Vaniver 19 Jul 2021 19:33 UTC
5 points
The orthogonality thesis is thus much stronger than the denial of a (presumed) Kantian thesis that more intelligent beings would automatically be more ethical, or that an omniscient agent would maximise expected utility on anything, including selecting the best goals: It denies any relation between intelligence and the ability to reflect on goals.
I don’t think this is true, and have two different main lines of argument / intuition pumps. I’ll save the other for a later section where it fits better.

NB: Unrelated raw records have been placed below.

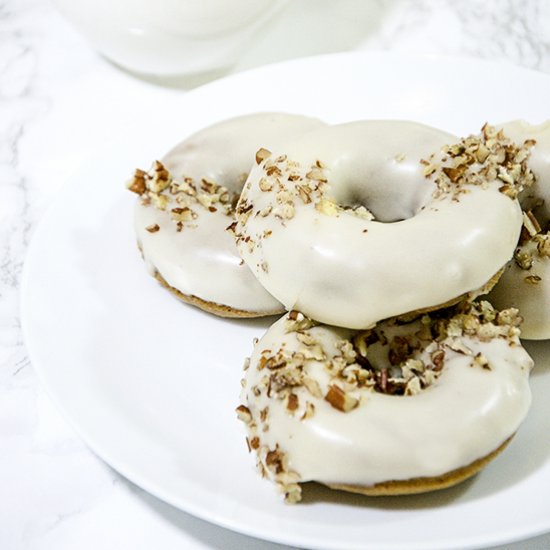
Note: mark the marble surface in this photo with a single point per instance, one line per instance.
(58, 100)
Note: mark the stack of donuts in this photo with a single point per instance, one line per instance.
(404, 261)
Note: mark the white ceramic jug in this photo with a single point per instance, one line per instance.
(170, 37)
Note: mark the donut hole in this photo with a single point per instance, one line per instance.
(403, 360)
(388, 193)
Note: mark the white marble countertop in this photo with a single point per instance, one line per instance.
(58, 99)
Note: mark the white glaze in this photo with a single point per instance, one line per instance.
(464, 415)
(348, 271)
(514, 288)
(202, 260)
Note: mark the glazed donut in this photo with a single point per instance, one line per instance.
(525, 283)
(355, 223)
(398, 409)
(187, 202)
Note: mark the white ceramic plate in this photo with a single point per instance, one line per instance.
(151, 384)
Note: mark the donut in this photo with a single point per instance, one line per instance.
(401, 408)
(525, 283)
(354, 223)
(187, 202)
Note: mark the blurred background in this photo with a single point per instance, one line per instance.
(59, 98)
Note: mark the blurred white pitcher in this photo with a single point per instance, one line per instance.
(170, 37)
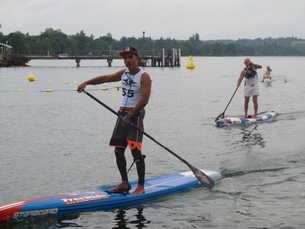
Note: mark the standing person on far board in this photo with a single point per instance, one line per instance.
(267, 74)
(136, 87)
(251, 85)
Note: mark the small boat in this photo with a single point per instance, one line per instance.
(241, 120)
(99, 198)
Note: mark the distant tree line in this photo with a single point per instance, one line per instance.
(55, 42)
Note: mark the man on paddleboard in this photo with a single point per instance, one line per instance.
(136, 87)
(251, 85)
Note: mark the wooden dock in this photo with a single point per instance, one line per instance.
(162, 60)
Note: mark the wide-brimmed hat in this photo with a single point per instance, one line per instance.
(129, 50)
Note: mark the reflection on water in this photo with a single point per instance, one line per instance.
(250, 139)
(123, 222)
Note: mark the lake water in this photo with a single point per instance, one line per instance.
(55, 142)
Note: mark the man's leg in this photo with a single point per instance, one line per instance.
(140, 163)
(121, 164)
(255, 104)
(246, 104)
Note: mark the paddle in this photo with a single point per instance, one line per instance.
(222, 115)
(201, 176)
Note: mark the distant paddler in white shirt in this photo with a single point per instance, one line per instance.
(267, 74)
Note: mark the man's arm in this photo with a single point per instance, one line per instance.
(101, 79)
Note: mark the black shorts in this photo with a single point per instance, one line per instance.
(124, 135)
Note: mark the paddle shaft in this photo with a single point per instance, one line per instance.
(202, 177)
(222, 115)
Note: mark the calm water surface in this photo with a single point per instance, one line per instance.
(54, 142)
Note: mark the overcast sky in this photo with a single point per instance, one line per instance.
(179, 19)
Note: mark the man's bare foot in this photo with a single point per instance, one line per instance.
(139, 190)
(123, 186)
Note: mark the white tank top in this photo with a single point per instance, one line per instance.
(131, 89)
(252, 80)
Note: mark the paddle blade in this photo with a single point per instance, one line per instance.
(203, 178)
(222, 115)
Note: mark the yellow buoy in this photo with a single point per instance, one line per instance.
(190, 63)
(31, 78)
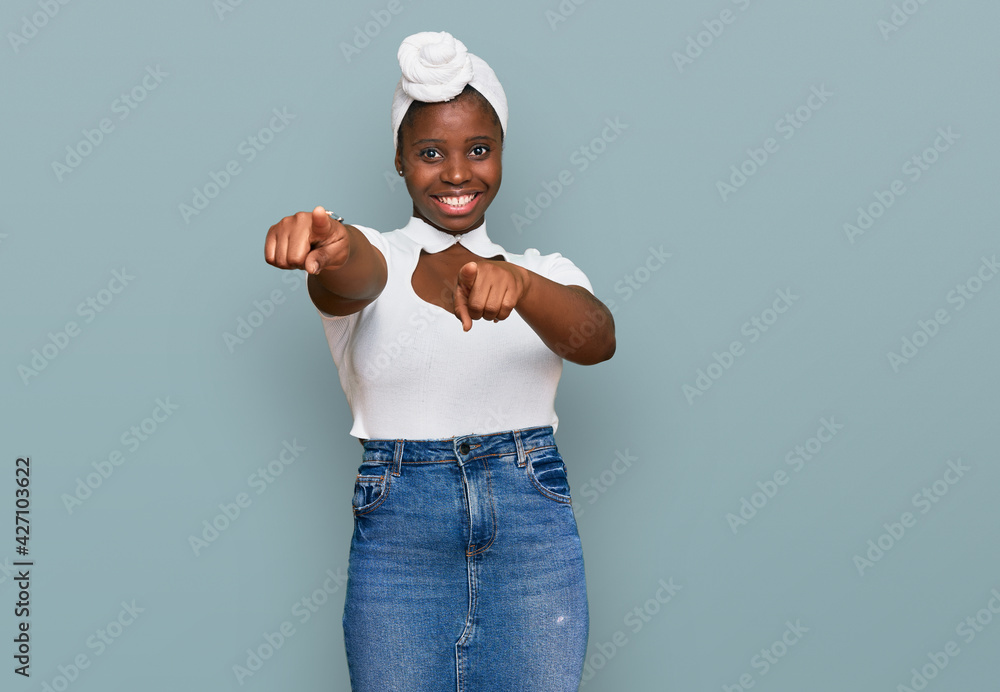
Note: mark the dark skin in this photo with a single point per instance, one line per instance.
(453, 148)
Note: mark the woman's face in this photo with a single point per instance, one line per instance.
(451, 153)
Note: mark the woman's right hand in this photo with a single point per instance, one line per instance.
(307, 240)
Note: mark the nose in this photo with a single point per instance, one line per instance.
(456, 171)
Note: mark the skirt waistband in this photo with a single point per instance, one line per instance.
(461, 447)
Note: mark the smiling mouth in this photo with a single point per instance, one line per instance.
(456, 202)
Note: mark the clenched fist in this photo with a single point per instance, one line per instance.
(307, 240)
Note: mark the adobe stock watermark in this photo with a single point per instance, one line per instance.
(248, 149)
(914, 169)
(131, 439)
(88, 309)
(302, 611)
(594, 489)
(224, 7)
(769, 656)
(31, 25)
(6, 570)
(100, 641)
(603, 652)
(697, 44)
(925, 500)
(635, 280)
(581, 158)
(752, 329)
(965, 291)
(260, 480)
(797, 457)
(247, 325)
(563, 11)
(968, 629)
(898, 18)
(365, 33)
(787, 126)
(122, 106)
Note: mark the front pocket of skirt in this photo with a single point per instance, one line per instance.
(547, 472)
(369, 492)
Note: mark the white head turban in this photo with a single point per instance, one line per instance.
(436, 67)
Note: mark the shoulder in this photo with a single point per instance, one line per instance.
(389, 243)
(553, 266)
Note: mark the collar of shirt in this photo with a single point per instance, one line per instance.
(433, 240)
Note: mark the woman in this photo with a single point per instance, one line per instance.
(466, 570)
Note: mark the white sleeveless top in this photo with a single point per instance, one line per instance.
(410, 372)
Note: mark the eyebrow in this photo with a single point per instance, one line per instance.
(441, 141)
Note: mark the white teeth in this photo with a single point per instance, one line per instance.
(457, 201)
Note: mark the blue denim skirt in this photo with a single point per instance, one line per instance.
(466, 569)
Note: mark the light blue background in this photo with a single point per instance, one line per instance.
(664, 517)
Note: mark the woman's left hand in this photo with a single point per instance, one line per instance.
(488, 289)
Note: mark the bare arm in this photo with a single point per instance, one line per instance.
(355, 284)
(346, 272)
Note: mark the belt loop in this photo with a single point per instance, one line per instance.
(521, 456)
(397, 458)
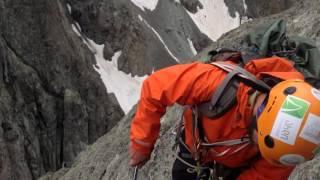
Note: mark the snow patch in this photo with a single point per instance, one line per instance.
(214, 19)
(158, 35)
(193, 49)
(125, 87)
(146, 4)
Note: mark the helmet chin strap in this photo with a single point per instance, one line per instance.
(255, 116)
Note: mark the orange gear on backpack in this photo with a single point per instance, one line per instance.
(289, 126)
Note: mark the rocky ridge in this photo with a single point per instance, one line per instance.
(108, 157)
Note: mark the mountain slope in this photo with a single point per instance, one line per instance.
(108, 157)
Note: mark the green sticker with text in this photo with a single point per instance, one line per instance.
(295, 106)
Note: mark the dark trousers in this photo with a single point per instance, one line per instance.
(181, 171)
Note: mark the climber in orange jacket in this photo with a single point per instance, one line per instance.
(267, 155)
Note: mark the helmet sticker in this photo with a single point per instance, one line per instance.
(291, 159)
(316, 93)
(289, 118)
(316, 151)
(311, 129)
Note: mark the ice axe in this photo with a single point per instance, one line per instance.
(135, 174)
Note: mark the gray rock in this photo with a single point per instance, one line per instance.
(52, 102)
(108, 157)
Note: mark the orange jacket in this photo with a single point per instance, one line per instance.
(190, 84)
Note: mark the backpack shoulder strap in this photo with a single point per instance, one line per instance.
(225, 95)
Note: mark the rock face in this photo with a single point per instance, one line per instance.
(108, 157)
(52, 102)
(120, 25)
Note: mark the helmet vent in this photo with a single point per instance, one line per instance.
(290, 90)
(268, 140)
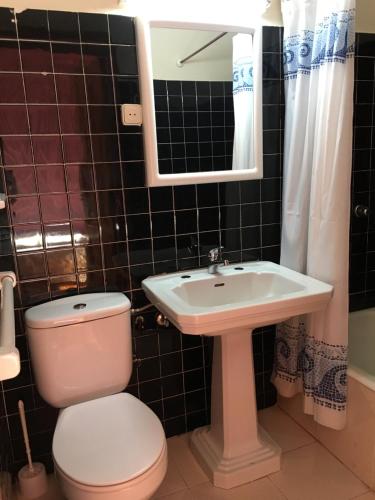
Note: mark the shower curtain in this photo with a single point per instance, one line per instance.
(311, 351)
(243, 102)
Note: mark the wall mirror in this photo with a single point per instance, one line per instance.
(201, 92)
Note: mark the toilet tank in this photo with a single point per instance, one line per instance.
(80, 347)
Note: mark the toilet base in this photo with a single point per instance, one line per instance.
(139, 488)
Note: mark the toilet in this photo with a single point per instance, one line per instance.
(107, 444)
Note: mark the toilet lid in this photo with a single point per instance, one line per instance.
(108, 440)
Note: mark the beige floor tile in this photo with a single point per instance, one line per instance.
(263, 489)
(180, 495)
(53, 492)
(180, 453)
(312, 473)
(287, 433)
(173, 481)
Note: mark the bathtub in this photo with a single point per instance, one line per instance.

Are there several different reflectively stable moral equilibria, or only one? For example, it might be possible to have a consistent philosophically stable egoistic worldview, and also possible to have a consistent philosophically stable altruistic worldview. In this lens, the orthogonality thesis is the claim that there are at least two such stable equilibria and which equilibrium you end up in isn’t related to intelligence. [Some people might be egoists because they don’t realize that other people have inner lives, and increased intelligence unlocks their latent altruism, but some people might just not care about other people in a way that makes them egoists, and making them ‘smarter’ doesn’t have to touch that.]
For example, you might imagine an American nationalist and a Chinese nationalist, both remaining nationalistic as they become more intelligent, and never switching which nation they like more, because that choice was for historical reasons instead of logical ones. If you imagine that, no, at some intelligence threshold they have to discard their nationalism, then you need to make that case in opposition to the orthogonality thesis.
For some goals, I do think it’s the case that at some intelligence threshold you have to discard it, hence the ‘more or less’, and I think many more ‘goals’ are unstable, where the more you think about them, the more they dissolve and are replaced by one of the stable attractors. For example, you might imagine it’s the case that you can have reflectively stable nationalists who eat meat and universalists who are vegan, but any universalists who eat meat are not reflectively stable, where either they realize their arguments for eating meat imply nationalism or their arguments against nationalism imply not eating meat. [Or maybe the middle position is reflectively stable, idk.]
In this view, the existential risk argument is less “humans will be killed by robots and that’s sad” and more “our choice of superintelligence to build will decide what color the lightcone explosion is and some of those possibilities are as bad or worse than all humans dying, and differences between colors might be colossally important.” [For example, some philosophers today think that uploading human brains to silicon substrates will murder them / eliminate their moral value; it seems important for the system colonizing the galaxies to get that right! Some philosophers think that factory farming is immensely bad, and getting questions like that right before you hit copy-paste billions of times seems important.]